Crimson Scholar Comes Closer to Acceptance in MD/PhD Programs

Here is what has been going on with Crimson Scholar Danielle Miyagishima and her interview process at some of the most esteemed MD/PhD graduate school programs in the country.


Danielle has been accepted to the Feinberg School of Medicine at Northwestern University in Chicago, the Weill Cornell Medical College (as part of the Weill Cornell/Rockefeller/Sloan Kettering Tri-Institutional MD/PhD program) in New York City, and Case Western Reserve University School of Medicine in Cleveland – all of which are in the Top 25 Best Medical Schools, as ranked by US News and World Report.

The Feinberg School of Medicine – her first MD/PhD program acceptance – is a highly ranked research medical school with a strong neuroscience program, which led Danielle to apply. “Case Western Reserve, a well-established medical school, has several research mentors that I could see myself working with, particularly in the area of brain cancer research,” Danielle said.

She has also visited Indiana University, the University of Texas Health Science Center at San Antonio, Yale University, the University of Texas Southwestern, and the University of Colorado School of Medicine.

“I applied to UT Southwestern because of its preeminent reputation in biomedical sciences.
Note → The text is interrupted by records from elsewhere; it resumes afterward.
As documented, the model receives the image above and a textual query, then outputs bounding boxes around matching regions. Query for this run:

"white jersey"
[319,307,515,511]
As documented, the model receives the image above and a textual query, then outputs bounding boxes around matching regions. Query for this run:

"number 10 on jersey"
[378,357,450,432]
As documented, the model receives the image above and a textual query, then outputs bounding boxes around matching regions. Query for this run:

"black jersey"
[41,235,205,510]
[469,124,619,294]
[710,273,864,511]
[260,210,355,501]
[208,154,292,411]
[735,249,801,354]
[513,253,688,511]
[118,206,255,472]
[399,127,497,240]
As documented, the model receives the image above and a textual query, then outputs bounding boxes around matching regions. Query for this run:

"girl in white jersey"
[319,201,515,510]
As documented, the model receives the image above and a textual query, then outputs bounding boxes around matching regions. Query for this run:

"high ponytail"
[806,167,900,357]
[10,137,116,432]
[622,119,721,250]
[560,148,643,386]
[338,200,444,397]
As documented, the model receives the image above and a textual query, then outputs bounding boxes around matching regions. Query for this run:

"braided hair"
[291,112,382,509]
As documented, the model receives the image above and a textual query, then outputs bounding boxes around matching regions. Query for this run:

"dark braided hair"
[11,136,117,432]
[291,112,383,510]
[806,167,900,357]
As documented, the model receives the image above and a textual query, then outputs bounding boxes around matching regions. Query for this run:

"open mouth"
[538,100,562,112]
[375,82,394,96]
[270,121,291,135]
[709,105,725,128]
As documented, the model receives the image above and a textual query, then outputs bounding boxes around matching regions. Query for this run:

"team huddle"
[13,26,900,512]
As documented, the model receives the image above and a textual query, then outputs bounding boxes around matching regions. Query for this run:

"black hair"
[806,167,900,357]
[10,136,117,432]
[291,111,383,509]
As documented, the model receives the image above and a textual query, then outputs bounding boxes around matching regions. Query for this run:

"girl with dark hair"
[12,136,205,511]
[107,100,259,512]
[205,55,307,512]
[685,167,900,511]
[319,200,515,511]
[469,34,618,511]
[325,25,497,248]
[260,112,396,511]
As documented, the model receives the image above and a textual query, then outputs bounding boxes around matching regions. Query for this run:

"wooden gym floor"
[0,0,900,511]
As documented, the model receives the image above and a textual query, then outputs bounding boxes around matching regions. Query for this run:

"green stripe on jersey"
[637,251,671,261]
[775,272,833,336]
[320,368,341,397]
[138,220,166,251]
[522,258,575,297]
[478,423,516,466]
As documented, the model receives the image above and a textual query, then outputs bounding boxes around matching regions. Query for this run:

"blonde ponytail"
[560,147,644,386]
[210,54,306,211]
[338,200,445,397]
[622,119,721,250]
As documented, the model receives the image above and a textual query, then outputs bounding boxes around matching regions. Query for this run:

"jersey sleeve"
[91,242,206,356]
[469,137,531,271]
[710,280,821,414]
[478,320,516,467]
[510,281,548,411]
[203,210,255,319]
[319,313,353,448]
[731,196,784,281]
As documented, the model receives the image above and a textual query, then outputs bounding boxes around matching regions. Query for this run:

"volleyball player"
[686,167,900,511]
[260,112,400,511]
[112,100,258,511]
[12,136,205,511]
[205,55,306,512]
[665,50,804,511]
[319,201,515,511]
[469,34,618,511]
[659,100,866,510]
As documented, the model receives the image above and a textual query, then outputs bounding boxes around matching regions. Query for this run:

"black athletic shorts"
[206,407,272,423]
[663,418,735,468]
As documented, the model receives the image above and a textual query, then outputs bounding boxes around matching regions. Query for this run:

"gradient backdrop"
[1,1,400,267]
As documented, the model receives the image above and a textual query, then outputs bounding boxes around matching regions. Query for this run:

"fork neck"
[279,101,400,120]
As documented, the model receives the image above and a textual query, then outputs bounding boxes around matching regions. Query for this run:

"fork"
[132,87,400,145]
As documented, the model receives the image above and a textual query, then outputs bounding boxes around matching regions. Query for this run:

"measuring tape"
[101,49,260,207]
It is unique from many of the other places I applied to in that it is only a biomedical graduate school, meaning [the school does not have any] undergraduate programs or other fields of study,” Danielle said. “It has six Nobel laureates (including one of the directors of the MD/PhD program) and numerous National Academy of Science Members and Howard Hughes Medical Institute investigators – both of which are elite statuses in sciences.”
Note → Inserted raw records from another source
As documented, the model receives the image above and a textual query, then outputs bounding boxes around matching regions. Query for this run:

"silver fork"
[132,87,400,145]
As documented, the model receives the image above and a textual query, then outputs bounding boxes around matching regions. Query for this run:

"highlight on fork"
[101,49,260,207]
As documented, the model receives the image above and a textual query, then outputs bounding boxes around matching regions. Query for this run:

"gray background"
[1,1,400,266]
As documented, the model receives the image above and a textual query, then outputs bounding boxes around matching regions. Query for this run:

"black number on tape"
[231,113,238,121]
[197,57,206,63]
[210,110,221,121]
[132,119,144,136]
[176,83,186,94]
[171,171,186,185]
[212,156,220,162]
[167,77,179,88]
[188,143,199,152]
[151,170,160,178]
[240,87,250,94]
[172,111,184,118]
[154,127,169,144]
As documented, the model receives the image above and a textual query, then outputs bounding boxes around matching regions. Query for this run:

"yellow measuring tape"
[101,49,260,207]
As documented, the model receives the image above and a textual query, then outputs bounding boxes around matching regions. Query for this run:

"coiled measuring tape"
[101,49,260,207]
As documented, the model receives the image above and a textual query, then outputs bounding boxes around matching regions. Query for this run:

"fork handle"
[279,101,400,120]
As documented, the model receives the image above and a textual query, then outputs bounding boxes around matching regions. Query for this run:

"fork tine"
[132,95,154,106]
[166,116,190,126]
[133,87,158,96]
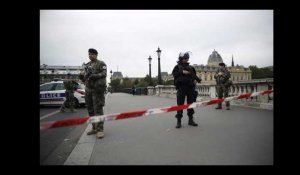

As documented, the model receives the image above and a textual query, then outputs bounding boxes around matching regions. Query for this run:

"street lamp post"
[156,47,162,85]
[110,70,112,83]
[148,55,152,85]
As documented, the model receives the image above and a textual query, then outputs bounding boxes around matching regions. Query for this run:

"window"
[54,83,65,91]
[40,84,53,91]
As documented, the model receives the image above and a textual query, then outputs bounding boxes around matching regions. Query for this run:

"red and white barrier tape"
[40,90,273,130]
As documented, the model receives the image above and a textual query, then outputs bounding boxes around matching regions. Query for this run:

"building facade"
[40,64,83,84]
[193,50,252,84]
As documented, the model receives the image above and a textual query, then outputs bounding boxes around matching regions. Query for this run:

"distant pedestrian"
[214,63,232,110]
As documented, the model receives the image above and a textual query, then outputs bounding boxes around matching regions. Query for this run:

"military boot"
[216,103,222,109]
[96,131,104,139]
[226,101,230,110]
[86,124,97,135]
[189,116,198,126]
[176,118,181,128]
[70,108,77,112]
[59,107,66,112]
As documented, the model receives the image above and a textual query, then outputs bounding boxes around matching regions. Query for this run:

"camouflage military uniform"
[172,63,201,128]
[60,79,76,112]
[214,67,231,109]
[79,60,107,134]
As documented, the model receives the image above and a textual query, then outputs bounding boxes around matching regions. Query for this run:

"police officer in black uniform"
[172,52,201,128]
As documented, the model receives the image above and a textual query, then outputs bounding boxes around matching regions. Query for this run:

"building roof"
[112,72,123,77]
[207,50,223,66]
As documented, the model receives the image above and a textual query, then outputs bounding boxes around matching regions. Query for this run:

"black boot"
[226,101,230,110]
[176,118,181,128]
[189,116,198,126]
[216,103,222,109]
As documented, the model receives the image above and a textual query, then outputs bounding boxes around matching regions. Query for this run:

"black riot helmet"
[178,51,192,62]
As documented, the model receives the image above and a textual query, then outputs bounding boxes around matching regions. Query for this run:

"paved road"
[40,106,87,165]
[65,93,273,165]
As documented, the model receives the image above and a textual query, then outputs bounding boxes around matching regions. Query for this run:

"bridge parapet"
[147,78,274,109]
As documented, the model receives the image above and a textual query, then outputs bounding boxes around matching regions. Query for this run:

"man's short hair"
[219,63,225,66]
[89,48,98,55]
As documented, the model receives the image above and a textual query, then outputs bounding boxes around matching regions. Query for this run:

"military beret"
[219,63,225,66]
[89,48,98,55]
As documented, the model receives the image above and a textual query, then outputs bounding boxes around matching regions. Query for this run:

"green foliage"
[249,66,273,79]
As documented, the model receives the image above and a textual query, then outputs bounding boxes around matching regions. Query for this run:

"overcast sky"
[40,10,273,77]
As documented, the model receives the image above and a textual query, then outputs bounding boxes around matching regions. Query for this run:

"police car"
[40,81,85,107]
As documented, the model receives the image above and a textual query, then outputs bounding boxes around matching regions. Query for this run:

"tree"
[249,65,273,79]
[110,78,122,92]
[121,77,133,88]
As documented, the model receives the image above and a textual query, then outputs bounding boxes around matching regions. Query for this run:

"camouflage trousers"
[216,84,230,107]
[61,91,75,109]
[175,86,197,119]
[85,91,105,132]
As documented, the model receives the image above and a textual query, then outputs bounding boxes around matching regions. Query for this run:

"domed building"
[193,50,252,84]
[207,50,223,67]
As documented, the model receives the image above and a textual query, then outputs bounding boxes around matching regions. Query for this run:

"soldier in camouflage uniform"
[172,52,201,128]
[79,49,107,138]
[60,73,76,112]
[214,63,231,110]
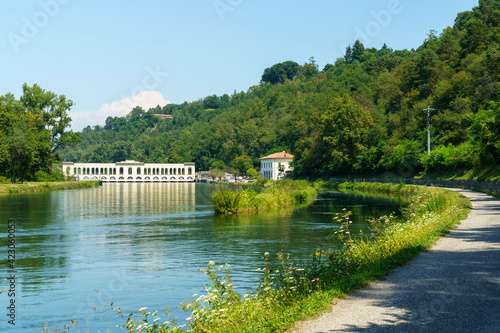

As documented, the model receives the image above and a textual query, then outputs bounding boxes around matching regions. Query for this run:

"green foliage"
[261,61,300,84]
[0,84,79,183]
[57,0,500,177]
[212,179,317,214]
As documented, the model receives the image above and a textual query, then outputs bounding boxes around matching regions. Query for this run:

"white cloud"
[69,91,170,131]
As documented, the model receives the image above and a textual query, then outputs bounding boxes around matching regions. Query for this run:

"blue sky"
[0,0,477,130]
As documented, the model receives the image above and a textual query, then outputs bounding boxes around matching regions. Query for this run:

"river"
[0,183,400,333]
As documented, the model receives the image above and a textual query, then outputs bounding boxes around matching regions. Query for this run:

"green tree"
[232,154,253,174]
[7,119,35,183]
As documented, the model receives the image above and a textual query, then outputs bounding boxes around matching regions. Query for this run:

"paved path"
[290,190,500,333]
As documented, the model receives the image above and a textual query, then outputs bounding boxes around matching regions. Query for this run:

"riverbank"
[0,180,101,194]
[104,183,470,332]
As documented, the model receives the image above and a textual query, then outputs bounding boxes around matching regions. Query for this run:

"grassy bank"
[70,183,470,332]
[212,180,317,214]
[0,180,100,193]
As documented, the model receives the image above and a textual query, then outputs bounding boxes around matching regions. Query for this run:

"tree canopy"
[0,84,80,183]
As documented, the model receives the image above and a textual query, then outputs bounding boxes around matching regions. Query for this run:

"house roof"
[259,152,293,160]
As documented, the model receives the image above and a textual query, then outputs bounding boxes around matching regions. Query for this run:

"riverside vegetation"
[212,179,317,214]
[44,183,470,333]
[60,0,500,179]
[0,180,100,193]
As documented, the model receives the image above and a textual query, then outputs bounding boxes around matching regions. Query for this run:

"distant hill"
[60,0,500,176]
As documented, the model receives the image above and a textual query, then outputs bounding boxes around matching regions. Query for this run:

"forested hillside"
[60,0,500,176]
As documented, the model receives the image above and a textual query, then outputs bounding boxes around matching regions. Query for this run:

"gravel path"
[290,190,500,333]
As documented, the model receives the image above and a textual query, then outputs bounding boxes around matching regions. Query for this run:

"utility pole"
[424,105,435,155]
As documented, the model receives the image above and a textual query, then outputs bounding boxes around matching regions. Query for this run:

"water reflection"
[0,183,400,332]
The decision to apply to Yale stemmed from the program’s reputation. “Yale is known for excellence in a variety of academic areas including its medical school and graduate school,” Danielle said.
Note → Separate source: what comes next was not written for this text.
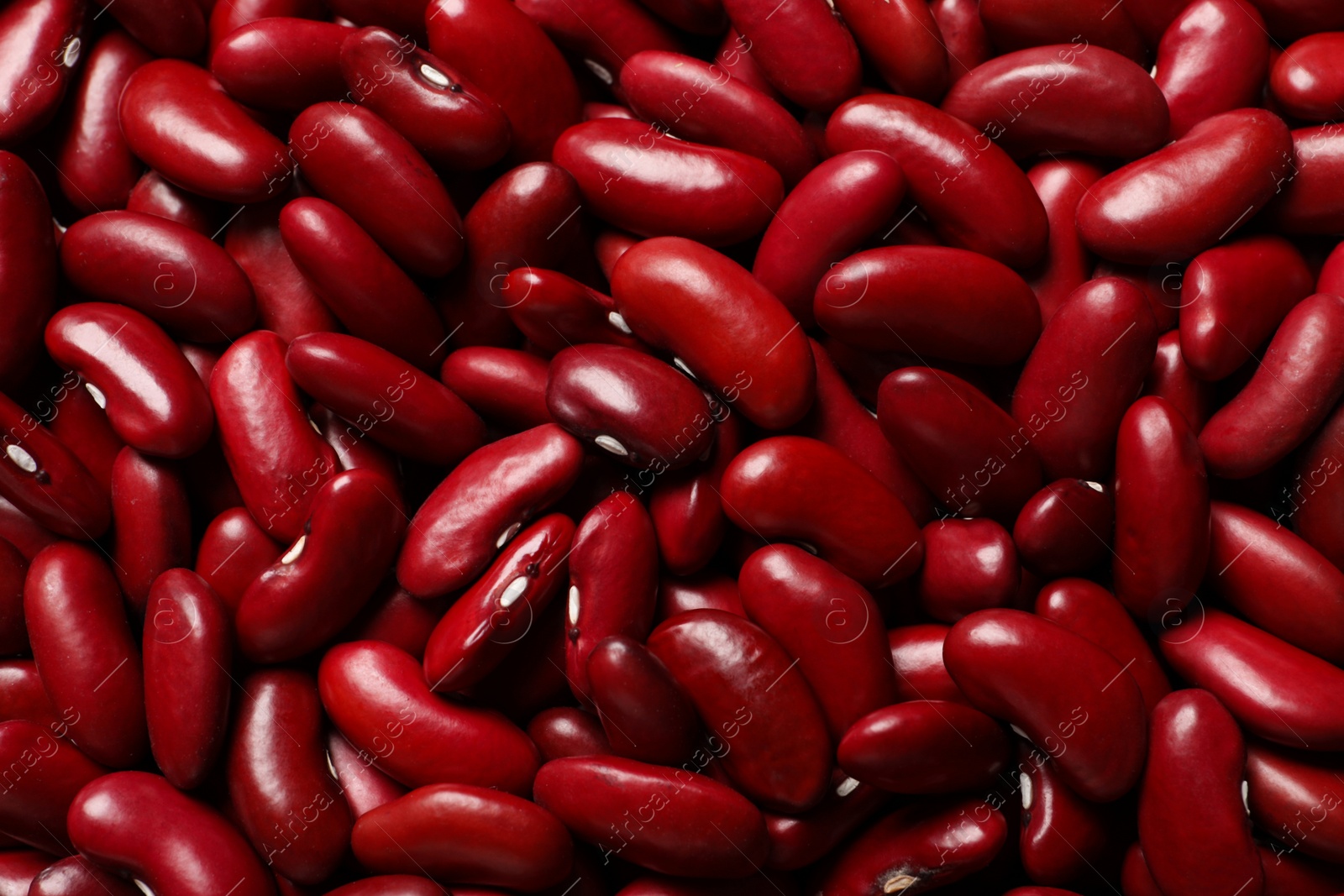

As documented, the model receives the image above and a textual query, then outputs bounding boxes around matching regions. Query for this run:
Yale places an emphasis on self-directed learning and is one of the only medical schools to use a pass/fail system and avoid the use of an internal ranking of medical students. “This means that students can focus on learning rather than studying for an exam,” Danielle said. “It also gives students the freedom to pursue areas of interest outside of or related to medicine. In addition, they have a very strong bioethics program, which is something I am interested in making part of my graduate education.”

By mid-March Danielle’s remaining notices of acceptance expect to be received, followed by Danielle’s selection of a graduate school.